Il y a, en revanche, un domaine où les chiffres sont connus puisque nous lui avions consacré une brève le 13/1/04. Il s’agit du budget d’acquisition des musées de la Ville de Paris. À l’époque, déjà, nous avions dénoncé le passage brutal de celui-ci de 3,9 millions d’euros en 2003 à 1,1 millions en 2004. La municipalité expliquait cette énorme baisse par les travaux effectués alors sur le Musée du Petit Palais, le Musée Cernuschi et celui d’Art Moderne. Une explication déjà très discutable, car beaucoup de villes, au contraire, pendant la fermeture de leurs musées pour travaux, continuent à enrichir les collections. Depuis, tous ces travaux sont terminés sans bien entendu que le budget d’acquisition soit rétabli. On en est même bien loin puisque celui-ci est désormais, pour l’année 2014, de 835 000 €, dont la moitié consacrée au Musée d’Art Moderne.

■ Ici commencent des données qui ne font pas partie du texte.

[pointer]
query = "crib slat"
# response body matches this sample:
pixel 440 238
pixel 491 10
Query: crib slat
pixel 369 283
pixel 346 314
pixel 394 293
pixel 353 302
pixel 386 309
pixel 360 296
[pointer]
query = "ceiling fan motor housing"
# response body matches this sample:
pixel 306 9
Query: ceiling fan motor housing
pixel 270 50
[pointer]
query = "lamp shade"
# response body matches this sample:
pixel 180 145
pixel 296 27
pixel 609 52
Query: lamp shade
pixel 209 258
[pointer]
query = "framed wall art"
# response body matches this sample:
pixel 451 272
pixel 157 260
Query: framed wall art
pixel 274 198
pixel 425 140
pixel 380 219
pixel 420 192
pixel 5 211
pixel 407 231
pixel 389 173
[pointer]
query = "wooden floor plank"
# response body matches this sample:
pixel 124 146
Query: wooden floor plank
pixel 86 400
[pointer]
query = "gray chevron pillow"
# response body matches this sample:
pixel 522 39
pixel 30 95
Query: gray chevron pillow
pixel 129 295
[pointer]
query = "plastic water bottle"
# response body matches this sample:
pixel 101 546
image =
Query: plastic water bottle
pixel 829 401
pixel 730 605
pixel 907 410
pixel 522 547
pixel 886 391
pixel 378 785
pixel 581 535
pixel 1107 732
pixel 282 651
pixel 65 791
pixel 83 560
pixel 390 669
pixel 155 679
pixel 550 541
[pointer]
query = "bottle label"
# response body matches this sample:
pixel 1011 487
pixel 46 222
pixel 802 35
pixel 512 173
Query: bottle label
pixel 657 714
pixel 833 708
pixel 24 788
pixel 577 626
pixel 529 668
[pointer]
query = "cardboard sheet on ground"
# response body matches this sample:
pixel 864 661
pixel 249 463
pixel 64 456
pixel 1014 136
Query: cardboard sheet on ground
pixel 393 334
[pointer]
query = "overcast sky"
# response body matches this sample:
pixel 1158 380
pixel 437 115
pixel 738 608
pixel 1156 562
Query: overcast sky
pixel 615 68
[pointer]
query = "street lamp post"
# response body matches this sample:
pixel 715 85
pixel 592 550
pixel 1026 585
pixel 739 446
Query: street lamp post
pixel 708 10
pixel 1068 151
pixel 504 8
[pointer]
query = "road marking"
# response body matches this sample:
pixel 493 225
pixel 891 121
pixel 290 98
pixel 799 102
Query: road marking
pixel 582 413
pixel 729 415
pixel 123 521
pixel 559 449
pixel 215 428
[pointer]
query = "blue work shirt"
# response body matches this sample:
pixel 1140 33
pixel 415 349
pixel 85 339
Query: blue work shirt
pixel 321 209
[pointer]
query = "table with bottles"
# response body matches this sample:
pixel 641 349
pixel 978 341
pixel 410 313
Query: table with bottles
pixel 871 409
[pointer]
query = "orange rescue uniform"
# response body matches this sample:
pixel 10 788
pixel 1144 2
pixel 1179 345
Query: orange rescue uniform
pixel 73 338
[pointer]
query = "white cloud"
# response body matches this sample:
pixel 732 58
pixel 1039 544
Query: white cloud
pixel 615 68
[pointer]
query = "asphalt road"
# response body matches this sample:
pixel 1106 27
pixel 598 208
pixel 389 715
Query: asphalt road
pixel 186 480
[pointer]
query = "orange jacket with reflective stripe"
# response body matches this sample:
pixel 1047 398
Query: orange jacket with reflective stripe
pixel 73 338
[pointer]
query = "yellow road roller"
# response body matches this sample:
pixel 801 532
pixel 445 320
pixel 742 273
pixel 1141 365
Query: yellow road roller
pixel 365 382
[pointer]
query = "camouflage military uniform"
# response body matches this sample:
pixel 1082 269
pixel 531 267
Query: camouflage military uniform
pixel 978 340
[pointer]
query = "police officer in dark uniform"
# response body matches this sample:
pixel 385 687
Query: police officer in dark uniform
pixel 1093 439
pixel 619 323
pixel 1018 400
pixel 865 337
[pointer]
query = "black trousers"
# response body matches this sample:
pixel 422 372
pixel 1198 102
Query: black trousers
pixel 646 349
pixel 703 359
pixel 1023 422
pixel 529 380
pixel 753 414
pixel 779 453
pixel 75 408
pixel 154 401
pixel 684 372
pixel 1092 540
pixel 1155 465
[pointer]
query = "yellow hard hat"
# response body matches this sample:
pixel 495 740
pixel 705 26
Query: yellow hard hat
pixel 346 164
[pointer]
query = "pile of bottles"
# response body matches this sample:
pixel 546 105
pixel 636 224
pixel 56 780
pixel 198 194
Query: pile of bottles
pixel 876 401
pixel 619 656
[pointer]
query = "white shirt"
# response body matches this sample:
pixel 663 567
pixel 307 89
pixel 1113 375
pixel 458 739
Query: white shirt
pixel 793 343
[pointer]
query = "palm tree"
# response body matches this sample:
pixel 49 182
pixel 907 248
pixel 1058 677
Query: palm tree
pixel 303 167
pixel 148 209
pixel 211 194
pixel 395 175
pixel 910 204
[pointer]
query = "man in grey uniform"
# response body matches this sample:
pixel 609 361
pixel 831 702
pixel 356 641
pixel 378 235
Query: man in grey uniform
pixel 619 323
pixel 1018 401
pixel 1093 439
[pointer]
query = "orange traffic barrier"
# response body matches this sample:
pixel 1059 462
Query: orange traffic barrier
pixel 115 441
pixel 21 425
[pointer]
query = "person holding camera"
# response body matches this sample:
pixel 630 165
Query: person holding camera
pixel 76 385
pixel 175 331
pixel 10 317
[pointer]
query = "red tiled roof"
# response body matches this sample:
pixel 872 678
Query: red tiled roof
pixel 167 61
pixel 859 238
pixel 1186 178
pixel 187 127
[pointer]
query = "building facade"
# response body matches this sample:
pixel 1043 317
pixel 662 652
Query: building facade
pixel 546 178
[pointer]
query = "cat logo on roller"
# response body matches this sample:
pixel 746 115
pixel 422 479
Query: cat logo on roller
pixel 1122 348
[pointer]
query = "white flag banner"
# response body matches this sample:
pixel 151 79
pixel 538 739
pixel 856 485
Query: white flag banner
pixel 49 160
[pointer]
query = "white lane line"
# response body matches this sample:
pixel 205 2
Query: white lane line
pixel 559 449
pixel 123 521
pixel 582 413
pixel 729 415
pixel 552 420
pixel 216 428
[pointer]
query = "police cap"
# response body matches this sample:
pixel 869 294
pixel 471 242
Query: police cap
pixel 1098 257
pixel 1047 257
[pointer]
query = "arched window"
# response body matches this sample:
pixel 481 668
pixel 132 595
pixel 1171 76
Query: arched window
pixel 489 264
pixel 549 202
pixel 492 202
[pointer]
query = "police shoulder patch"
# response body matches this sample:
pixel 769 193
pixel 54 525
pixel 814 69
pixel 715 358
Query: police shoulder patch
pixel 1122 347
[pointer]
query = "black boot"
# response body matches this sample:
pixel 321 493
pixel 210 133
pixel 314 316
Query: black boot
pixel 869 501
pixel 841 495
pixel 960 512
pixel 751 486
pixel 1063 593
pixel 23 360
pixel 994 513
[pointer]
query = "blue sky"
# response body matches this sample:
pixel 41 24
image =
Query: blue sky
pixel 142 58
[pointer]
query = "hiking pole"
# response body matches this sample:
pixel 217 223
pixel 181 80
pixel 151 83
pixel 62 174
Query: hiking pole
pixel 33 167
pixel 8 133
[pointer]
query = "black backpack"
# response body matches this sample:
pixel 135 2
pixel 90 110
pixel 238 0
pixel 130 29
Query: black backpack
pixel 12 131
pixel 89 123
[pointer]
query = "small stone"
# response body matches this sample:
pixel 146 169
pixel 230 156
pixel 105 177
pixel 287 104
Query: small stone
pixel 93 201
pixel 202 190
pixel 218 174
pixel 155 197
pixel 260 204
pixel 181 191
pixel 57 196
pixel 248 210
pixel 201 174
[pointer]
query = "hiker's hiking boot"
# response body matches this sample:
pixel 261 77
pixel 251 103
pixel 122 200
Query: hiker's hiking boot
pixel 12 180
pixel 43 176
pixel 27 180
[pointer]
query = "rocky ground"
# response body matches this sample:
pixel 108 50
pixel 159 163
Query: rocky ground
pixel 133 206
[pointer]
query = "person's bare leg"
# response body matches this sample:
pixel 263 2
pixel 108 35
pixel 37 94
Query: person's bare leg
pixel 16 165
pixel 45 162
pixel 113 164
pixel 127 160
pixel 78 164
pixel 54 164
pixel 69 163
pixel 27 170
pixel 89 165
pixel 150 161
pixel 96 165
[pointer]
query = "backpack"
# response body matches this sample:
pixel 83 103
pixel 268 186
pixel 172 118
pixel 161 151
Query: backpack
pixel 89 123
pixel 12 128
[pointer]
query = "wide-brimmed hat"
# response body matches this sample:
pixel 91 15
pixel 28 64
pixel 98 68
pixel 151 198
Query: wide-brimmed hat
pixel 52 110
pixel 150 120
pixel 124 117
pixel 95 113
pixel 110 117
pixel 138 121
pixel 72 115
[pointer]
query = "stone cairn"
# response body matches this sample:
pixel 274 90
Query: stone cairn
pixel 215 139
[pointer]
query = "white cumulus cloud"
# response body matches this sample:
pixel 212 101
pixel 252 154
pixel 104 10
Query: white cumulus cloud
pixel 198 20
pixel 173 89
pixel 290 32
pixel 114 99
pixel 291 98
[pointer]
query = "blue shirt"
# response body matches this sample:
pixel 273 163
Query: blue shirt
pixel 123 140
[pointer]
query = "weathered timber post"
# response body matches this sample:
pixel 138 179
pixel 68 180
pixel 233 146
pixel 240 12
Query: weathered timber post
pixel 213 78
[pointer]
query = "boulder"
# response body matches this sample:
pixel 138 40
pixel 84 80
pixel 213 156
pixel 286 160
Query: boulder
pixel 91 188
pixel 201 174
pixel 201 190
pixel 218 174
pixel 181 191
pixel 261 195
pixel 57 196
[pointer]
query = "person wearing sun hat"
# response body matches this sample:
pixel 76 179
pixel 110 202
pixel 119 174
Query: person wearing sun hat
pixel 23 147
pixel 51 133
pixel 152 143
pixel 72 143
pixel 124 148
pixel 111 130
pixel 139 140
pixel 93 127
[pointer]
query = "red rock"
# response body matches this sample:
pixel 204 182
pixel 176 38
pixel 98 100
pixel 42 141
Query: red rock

Car ce chiffre, absolument ridicule pour une ville comme Paris, doit être mis en regard des 3,9 millions d’euros en 2004 qui, à euro constant, représenterait aujourd’hui environ 4,6 millions [1]. On constate donc qu’en treize ans, Bertrand Delanoë et Anne Hidalgo ont diminué presque par six le budget d’acquisition des musées parisiens.
Cette situation montre tout le cas que cette municipalité fait de la culture. Et puisqu’elle aime les comparaisons, d’autres sont possibles :

 835 000 €, cela représente (pour un budget total égal à 7 milliards d’euros) 0,01 % du budget de la ville ;

 835 000 €, cela équivaut (pour un nombre d’habitants à Paris de 2,211 millions) à 36 centimes par habitant.

 835 000 €, cela signifie seulement, pour 11 musées [2], à peu près le double du budget d’acquisition donné par la Communauté d’Agglomération de Montpellier au seul Musée Fabre (400 000 €). Cette collectivité ayant 423 900 habitants environ, on obtient 94 centimes par habitant. Soit 2,6 fois plus pour un seul musée, que Paris n’en donne par habitant pour 11 musées ! Et on peut remarquer qu’en 2012 par exemple, le budget de Montpellier avait été porté à 750 000 €, soit 1,77 € par habitant…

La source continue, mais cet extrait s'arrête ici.